Many energy experts will tell you about the almost unlimited potential that hydrogen has, some of them will even call hydrogen as the key fuel to clean energy future. Hydrogen is definitely one of the most acceptable fuels from environmental point of view. When hydrogen burns in air, it produces nothing but water vapor, meaning it is totally ecologically acceptable. There have been already some ideas from prominent energy experts on how hydrogen will soon replace gasoline, oil, natural gas, coal, and nuclear power, ensuring clean energy worldwide.
Hydrogen is by far the most abundant element in universe therefore it can’t be depleted like fossil fuels can, and unlike the fossil fuels it is totally environmentally acceptable. And we have been already using hydrogen for couple of decades as the fuel to provide electricity for the space shuttles. So why then, with so many obvious advantages we don’t use hydrogen as fuel much more than we currently do?
This is mostly because hydrogen production requires great deal of energy. The most common method of producing hydrogen is done via the catalytic steam reforming of methane, process that at the end results in hydrogen and carbon monoxide, and the carbon monoxide can be further reformed to produce more hydrogen if required. This does not only require great deal of energy but also contributes to the worldwide increase in global emissions of carbon dioxide, so the most common production of hydrogen definitely has some serious disadvantages that need to be solved in order to make hydrogen production more efficient.
One of the solutions to hydrogen production problem could be harnessing hydrogen by utilizing renewable energy sources like wind power and solar power. Some companies, like U.S. company Avālence LLC have used the process of electrolysis to convert water and electricity into high purity pressurized hydrogen gas that doesn’t require a separate compressor, meaning it consumes significantly less energy for production.
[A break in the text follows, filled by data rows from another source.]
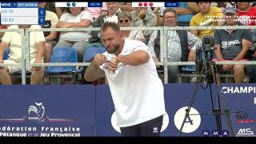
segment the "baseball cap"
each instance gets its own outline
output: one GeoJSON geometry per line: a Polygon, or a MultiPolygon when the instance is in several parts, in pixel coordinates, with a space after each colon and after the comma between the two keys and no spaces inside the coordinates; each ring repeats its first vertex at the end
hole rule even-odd
{"type": "Polygon", "coordinates": [[[235,7],[227,6],[224,10],[224,14],[236,14],[237,10],[235,7]]]}

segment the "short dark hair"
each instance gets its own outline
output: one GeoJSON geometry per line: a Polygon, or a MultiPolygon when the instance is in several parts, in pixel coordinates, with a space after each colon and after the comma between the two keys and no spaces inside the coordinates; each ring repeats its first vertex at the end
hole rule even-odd
{"type": "Polygon", "coordinates": [[[116,32],[120,32],[120,26],[117,23],[113,22],[106,22],[101,26],[101,33],[106,31],[109,27],[116,32]]]}
{"type": "Polygon", "coordinates": [[[177,11],[176,11],[174,9],[172,9],[172,8],[166,8],[166,9],[165,9],[165,10],[164,10],[163,13],[162,13],[162,16],[164,16],[164,15],[166,14],[166,13],[168,13],[168,12],[174,13],[174,14],[175,14],[175,16],[178,17],[178,13],[177,13],[177,11]]]}
{"type": "Polygon", "coordinates": [[[199,2],[210,2],[210,4],[211,3],[211,2],[197,2],[197,4],[198,5],[199,2]]]}
{"type": "MultiPolygon", "coordinates": [[[[66,12],[71,14],[71,11],[70,11],[70,7],[66,7],[66,12]]],[[[81,12],[83,11],[84,10],[85,10],[85,8],[84,8],[84,7],[82,7],[82,8],[81,8],[81,12]]]]}

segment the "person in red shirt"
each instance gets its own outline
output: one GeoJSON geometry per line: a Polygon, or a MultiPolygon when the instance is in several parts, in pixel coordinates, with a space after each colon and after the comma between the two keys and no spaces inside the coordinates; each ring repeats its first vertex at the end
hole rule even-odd
{"type": "Polygon", "coordinates": [[[246,26],[255,26],[256,8],[250,2],[238,2],[238,20],[246,26]]]}

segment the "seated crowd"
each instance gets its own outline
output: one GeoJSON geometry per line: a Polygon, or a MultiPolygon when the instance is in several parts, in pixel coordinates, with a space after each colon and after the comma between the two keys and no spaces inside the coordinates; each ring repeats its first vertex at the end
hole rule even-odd
{"type": "MultiPolygon", "coordinates": [[[[255,26],[256,7],[251,2],[179,2],[179,7],[132,7],[131,2],[103,2],[102,8],[55,7],[54,2],[39,2],[46,8],[45,26],[1,26],[1,29],[86,28],[100,27],[105,22],[129,26],[255,26]]],[[[154,61],[161,60],[160,39],[166,37],[168,62],[194,62],[197,50],[202,49],[204,36],[214,38],[214,62],[256,61],[254,29],[241,30],[168,30],[166,35],[159,30],[122,30],[123,38],[143,42],[154,61]]],[[[22,62],[22,35],[19,32],[0,33],[0,63],[22,62]],[[6,48],[7,59],[3,58],[6,48]]],[[[52,50],[57,48],[76,49],[78,62],[85,62],[87,49],[103,47],[98,30],[30,32],[31,63],[50,62],[52,50]]],[[[158,69],[162,66],[157,66],[158,69]]],[[[178,82],[179,66],[168,66],[168,82],[178,82]]],[[[11,84],[10,75],[21,71],[20,66],[0,68],[0,83],[11,84]]],[[[39,84],[44,78],[43,66],[26,67],[31,72],[30,84],[39,84]]],[[[244,82],[249,74],[250,82],[256,82],[254,65],[222,65],[220,72],[234,74],[234,82],[244,82]]]]}

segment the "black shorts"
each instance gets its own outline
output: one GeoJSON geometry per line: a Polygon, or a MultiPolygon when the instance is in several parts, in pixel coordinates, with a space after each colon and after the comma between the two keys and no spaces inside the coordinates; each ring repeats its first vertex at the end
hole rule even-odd
{"type": "Polygon", "coordinates": [[[120,127],[123,137],[159,137],[162,126],[163,116],[159,116],[145,122],[128,126],[120,127]]]}

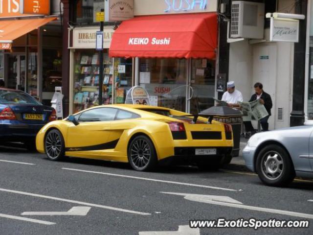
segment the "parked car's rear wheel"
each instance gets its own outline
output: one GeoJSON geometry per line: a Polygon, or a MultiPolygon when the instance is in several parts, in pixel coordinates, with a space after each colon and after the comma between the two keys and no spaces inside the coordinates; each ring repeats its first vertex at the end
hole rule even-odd
{"type": "Polygon", "coordinates": [[[256,171],[261,180],[269,186],[288,185],[295,176],[288,153],[276,144],[270,144],[261,149],[256,160],[256,171]]]}
{"type": "Polygon", "coordinates": [[[135,170],[144,171],[153,169],[157,163],[153,143],[145,136],[135,137],[128,148],[128,161],[135,170]]]}
{"type": "Polygon", "coordinates": [[[53,129],[48,132],[45,139],[45,149],[50,160],[58,161],[64,157],[65,144],[60,131],[53,129]]]}

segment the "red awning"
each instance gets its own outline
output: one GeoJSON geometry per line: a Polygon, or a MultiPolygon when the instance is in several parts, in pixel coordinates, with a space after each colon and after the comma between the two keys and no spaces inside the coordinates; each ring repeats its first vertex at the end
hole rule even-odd
{"type": "Polygon", "coordinates": [[[113,34],[110,56],[214,59],[217,25],[216,13],[136,17],[113,34]]]}

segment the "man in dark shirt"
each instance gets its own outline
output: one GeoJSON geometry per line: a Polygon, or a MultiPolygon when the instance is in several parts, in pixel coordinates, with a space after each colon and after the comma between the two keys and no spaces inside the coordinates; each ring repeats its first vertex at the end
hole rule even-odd
{"type": "MultiPolygon", "coordinates": [[[[265,109],[268,113],[268,115],[261,119],[260,122],[263,131],[267,131],[268,130],[268,121],[269,116],[271,115],[270,109],[273,107],[272,99],[269,94],[263,91],[263,85],[262,83],[257,82],[253,87],[254,87],[255,94],[252,95],[249,102],[258,99],[260,101],[260,103],[264,105],[265,109]]],[[[245,121],[244,124],[245,124],[246,131],[251,131],[251,134],[255,133],[251,121],[245,121]]]]}

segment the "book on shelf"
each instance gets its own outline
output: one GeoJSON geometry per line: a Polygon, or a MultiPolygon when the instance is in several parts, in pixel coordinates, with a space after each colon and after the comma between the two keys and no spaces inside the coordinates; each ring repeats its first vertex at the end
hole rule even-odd
{"type": "Polygon", "coordinates": [[[91,82],[91,77],[90,76],[87,76],[84,79],[84,83],[86,84],[89,84],[91,82]]]}
{"type": "Polygon", "coordinates": [[[82,58],[80,60],[81,65],[87,65],[88,62],[88,56],[82,55],[82,58]]]}
{"type": "Polygon", "coordinates": [[[88,56],[88,58],[87,59],[87,64],[91,65],[92,61],[92,56],[88,56]]]}
{"type": "Polygon", "coordinates": [[[74,103],[81,104],[83,101],[83,93],[78,92],[74,96],[74,103]]]}
{"type": "Polygon", "coordinates": [[[94,85],[98,85],[99,84],[99,75],[96,75],[94,76],[94,85]]]}
{"type": "Polygon", "coordinates": [[[110,75],[105,75],[103,79],[104,84],[109,84],[109,80],[110,79],[110,75]]]}
{"type": "Polygon", "coordinates": [[[98,65],[99,64],[99,60],[98,60],[98,54],[94,54],[92,56],[92,59],[91,60],[92,65],[98,65]]]}

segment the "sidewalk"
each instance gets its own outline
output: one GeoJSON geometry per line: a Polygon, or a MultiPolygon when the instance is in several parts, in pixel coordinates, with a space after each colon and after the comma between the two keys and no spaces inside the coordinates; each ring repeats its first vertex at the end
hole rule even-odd
{"type": "Polygon", "coordinates": [[[239,152],[239,156],[233,158],[231,162],[228,165],[224,166],[223,168],[228,170],[240,170],[242,171],[250,171],[246,167],[245,164],[245,160],[243,158],[242,151],[244,148],[248,141],[247,139],[244,137],[240,138],[240,151],[239,152]]]}

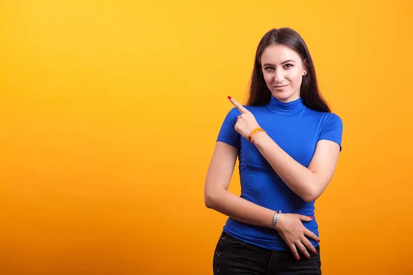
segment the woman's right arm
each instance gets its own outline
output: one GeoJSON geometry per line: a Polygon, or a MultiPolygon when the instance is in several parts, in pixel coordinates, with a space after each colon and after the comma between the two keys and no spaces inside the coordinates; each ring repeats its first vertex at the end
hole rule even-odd
{"type": "MultiPolygon", "coordinates": [[[[272,228],[275,211],[260,206],[228,191],[237,155],[237,150],[235,148],[224,142],[217,142],[205,180],[205,206],[238,221],[272,228]]],[[[310,219],[298,214],[281,214],[275,228],[297,260],[299,256],[297,248],[308,258],[310,255],[305,246],[313,253],[317,253],[305,235],[315,240],[318,240],[318,237],[301,223],[309,221],[310,219]]]]}
{"type": "Polygon", "coordinates": [[[205,180],[205,206],[238,221],[271,228],[275,211],[228,191],[237,155],[235,148],[217,142],[205,180]]]}

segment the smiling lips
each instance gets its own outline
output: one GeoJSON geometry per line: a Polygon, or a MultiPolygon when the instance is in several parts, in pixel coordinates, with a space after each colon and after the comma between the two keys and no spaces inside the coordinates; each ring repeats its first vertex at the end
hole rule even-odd
{"type": "Polygon", "coordinates": [[[287,86],[288,86],[288,84],[286,84],[285,85],[277,85],[277,86],[274,86],[274,88],[276,88],[276,89],[282,89],[282,88],[284,88],[284,87],[287,87],[287,86]]]}

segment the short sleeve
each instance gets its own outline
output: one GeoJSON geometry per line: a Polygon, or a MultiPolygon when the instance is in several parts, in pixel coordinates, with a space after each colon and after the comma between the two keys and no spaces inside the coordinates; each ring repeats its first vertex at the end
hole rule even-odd
{"type": "Polygon", "coordinates": [[[318,140],[328,140],[337,143],[341,151],[341,137],[343,135],[343,122],[335,113],[329,113],[321,126],[318,140]]]}
{"type": "Polygon", "coordinates": [[[226,143],[240,151],[241,135],[237,133],[234,126],[237,123],[238,116],[241,113],[236,108],[233,108],[225,117],[218,133],[217,142],[226,143]]]}

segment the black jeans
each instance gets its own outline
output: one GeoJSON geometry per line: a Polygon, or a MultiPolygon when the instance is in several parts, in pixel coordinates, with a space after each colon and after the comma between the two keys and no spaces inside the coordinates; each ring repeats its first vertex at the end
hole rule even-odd
{"type": "Polygon", "coordinates": [[[299,261],[290,251],[269,250],[222,232],[213,256],[215,275],[320,275],[319,245],[317,254],[307,258],[299,250],[299,261]]]}

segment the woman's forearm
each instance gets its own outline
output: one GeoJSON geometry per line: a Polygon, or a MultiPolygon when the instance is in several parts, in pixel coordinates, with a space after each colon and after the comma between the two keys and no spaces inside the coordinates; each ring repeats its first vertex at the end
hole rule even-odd
{"type": "Polygon", "coordinates": [[[275,211],[260,206],[242,197],[222,190],[205,201],[206,207],[232,219],[246,223],[272,228],[275,211]]]}
{"type": "Polygon", "coordinates": [[[254,135],[253,142],[290,189],[306,201],[315,199],[316,177],[310,170],[295,161],[263,131],[254,135]]]}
Avālence LLC announced how this process cuts capital costs by up to 50%, and operating costs by 20%.
The lower energy consumption in this case means that these hydrogen generating systems could be even powered by wind turbines or solar panels, and with this the disadvantage of emitting carbon emissions would also be canceled. Also, the hydrogen produced during inexpensive or excess power production periods can be easily stored and later distributed to stationary fuel cell generators to supply electricity during peak demand periods.
However, this technology has been so far completed only on small-scale units for residential use, and lot more researches is needed to make hydrogen production totally efficient from economic, as well as from ecological point of view. Based on the current researches it certainly looks like the main disadvantage of hydrogen as the clean fuel, namely the hydrogen production, is one obstacle that science should overcome in years to come.